You must collect your payment by the Tuesday of the week following the actual payment day, otherwise it is sent back to SW and future payments may be stopped.


----------



## Stronge (9 Jan 2010)

I was under the impression that JB and JA only remained in the Post Office for 3 days.  If you are due your money on the Tuesday how long does it remain in the PO?


----------



## g1g (9 Jan 2010)

remains in post office for 3 days. All this is detailed in the letter you receive.


----------



## gipimann (9 Jan 2010)

Stronge said:


> I was under the impression that JB and JA only remained in the Post Office for 3 days. If you are due your money on the Tuesday how long does it remain in the PO?


 
As I mentioned in my earlier post, payments of JA/JB are sent back by An Post on the Tuesday after the date they're due for collection.

If your payment is due on Tuesdays, it remains available for collection until the following Tuesday.
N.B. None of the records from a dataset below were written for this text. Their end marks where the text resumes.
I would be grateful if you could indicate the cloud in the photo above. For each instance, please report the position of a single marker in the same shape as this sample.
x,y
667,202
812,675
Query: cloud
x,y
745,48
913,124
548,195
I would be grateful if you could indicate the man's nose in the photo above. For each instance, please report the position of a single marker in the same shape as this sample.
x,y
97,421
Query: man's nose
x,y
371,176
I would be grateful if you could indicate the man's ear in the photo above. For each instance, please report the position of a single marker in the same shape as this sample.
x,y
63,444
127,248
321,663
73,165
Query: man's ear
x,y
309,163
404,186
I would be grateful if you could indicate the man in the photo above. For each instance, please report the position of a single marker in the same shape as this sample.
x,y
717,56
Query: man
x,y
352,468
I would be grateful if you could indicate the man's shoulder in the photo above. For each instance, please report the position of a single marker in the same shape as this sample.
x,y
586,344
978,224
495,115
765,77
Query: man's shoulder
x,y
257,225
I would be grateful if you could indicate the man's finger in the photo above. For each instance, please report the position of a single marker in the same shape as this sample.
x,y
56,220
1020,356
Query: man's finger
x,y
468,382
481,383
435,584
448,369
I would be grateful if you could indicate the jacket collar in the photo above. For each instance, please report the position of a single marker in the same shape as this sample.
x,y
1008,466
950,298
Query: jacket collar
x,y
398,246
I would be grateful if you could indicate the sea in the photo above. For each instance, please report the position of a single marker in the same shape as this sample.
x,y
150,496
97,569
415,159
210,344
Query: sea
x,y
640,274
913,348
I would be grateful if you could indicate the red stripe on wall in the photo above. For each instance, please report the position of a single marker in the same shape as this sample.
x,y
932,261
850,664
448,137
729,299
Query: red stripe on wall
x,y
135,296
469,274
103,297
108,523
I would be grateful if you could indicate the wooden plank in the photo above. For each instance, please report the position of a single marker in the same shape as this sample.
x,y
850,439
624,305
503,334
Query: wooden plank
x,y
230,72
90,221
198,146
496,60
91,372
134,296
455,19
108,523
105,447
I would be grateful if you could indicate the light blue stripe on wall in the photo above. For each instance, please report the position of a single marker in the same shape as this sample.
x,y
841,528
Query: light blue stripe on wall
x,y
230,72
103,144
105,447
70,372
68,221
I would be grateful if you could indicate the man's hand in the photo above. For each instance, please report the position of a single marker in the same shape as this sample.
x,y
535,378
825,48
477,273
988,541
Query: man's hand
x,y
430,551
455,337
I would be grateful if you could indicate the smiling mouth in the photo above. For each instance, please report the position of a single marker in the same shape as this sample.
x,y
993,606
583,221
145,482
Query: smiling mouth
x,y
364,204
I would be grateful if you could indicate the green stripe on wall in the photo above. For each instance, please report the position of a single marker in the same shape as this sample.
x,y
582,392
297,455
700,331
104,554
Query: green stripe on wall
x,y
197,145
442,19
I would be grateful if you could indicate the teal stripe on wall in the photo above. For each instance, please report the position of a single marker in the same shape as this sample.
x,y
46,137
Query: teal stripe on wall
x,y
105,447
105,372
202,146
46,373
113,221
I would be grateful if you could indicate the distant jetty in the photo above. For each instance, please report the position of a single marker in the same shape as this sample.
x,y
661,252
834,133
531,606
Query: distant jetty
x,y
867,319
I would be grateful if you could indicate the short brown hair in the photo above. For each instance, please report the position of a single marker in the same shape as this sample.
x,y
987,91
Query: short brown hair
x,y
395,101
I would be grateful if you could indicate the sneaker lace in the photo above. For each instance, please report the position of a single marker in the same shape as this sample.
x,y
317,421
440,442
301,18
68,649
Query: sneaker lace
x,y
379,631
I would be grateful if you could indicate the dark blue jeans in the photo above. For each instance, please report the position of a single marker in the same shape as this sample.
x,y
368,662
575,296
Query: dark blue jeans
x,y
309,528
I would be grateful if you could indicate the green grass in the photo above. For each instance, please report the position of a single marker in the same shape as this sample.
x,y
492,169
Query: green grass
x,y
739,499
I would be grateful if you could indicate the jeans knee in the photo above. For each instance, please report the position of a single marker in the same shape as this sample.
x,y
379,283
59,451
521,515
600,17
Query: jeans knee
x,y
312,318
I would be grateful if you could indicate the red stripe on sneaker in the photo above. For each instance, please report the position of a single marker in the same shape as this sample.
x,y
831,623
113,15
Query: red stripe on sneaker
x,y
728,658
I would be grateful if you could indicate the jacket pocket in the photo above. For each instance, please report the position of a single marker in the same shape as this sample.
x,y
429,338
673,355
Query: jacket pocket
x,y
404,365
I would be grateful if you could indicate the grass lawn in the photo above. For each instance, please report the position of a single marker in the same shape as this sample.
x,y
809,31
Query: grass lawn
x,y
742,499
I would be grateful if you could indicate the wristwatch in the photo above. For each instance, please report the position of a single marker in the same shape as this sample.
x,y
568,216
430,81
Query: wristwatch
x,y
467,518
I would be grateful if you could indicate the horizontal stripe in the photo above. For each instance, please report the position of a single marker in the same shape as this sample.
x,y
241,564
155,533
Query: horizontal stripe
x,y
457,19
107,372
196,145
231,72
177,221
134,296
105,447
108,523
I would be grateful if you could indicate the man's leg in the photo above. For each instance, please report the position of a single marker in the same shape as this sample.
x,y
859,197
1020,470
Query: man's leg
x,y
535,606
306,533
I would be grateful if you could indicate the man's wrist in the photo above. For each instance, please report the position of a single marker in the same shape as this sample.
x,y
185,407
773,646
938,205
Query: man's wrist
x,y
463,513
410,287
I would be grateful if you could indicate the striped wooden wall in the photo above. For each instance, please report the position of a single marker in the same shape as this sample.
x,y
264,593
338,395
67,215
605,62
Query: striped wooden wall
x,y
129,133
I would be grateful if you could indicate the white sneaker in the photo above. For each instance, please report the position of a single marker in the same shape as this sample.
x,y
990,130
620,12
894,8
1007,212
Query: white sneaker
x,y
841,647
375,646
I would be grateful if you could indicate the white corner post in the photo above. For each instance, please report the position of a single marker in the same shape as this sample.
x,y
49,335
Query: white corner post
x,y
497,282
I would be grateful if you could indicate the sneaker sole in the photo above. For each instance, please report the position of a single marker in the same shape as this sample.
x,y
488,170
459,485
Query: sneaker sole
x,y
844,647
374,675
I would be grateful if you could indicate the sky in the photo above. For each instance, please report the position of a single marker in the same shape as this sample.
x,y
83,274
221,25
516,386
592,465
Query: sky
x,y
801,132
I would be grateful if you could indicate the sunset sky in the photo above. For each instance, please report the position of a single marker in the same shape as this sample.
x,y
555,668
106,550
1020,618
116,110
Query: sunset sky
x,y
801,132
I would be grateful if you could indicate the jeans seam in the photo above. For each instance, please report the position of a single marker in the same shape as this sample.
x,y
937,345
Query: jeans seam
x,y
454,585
If your payment is due on Wednesdays, it remains available until the following Tuesday.

Customers collecting SWA payments are usually paid on Thursdays or Fridays, and again, they remain available until the following Tuesday.

There are different arrangements for pensions and other long-term payments - they have a longer collection time.


----------



## Stronge (9 Jan 2010)

My friends daughter signs on, on a Tuesday and gets her JA on a Tuesday, so does she have till the following Tuesday to collect her money?  She is visiting her grand mother in Kerry and is having a problem getting back.  She is hoping her money will still be there next Monday/Tues.  She went to Kerry on Monday and hoped to be back on Friday to collect her JA. It is not looking good at the moment but she hopes to be back on Monday.


----------



## gipimann (9 Jan 2010)

Yes, it is available until close of business on Tuesday for her.


----------



## Stronge (10 Jan 2010)

Thanks for the info.  I will pass it on.


----------